When it comes to the internet, I have some general ground rules that I try to follow, and suggest everyone else follow as well.

1) Never read the comments on online news stories.
Seriously. Don’t fucking do it. You will lose faith in humanity faster than reading the timeline of someone on Twitter whose bio reads “I love God, guns, and ‘Murica!”

2) NEVER READ THE COMMENTS ON ONLINE NEWS STORIES.
In case it wasn’t clear enough the first time.

3) Avoid emotional topics like circumcision and vegetarianism/veganism.
Not that we shouldn’t talk about these things- but great care is needed when discussing emotional issues, as it is often hard to separate the emotions from the actual discussion points.

That being said, I just got finished reading the comments on several news stories and this post is all about vegetarianism and what we eat.

So, here’s how the world works. Some people are vegetarian. Some are vegan. Some are omnivores. Some presumably eat nothing but chocolate (choclovores? I aspire to this). Some people have reasons for their eating habits. Some do it just because it’s what they’ve always done. I was the latter until last year.

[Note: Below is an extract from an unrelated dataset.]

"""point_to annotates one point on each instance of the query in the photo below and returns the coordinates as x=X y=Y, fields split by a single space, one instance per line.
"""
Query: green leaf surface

Now, here’s the thing that fucking kills me. It is great to have passion, whether it be for better treatment of animals, sustainability of the planet, or the fact that everyone should always eat nothing but chocolate- but when that crosses the line from ‘passion’ to ‘cunty, judgemental rage’, it may be time to take a step back.

I am a vegetarian. This is a relatively new change in my life. This time last year, I was laughing at people who tried to tell me vegetarianism was a realistic life choice, because, to quote myself, ‘cows taste good!’ (My opinion on that hasn’t changed, to be clear)

I grew up on a cattle farm in the middle of nowhere in a sparsely populated province in the middle of nowhere in the sparsely populated country of Canada. My dad made a living raising cattle. I helped to raise them, forking hay, cutting feed, unfreezing water bowls in the dead of winter. Our freezer was permanently stocked with packages and packages of ground beef, steak, roasts, etc etc etc. We ate cow. A lot. That’s how I was raised. My dad always treated his cattle well, and when the freezer was low, he’d send off one of the cows he’d raised to the local butcher and WHAM. Freezer was bountiful once again. This was my understanding of how the food processing system worked.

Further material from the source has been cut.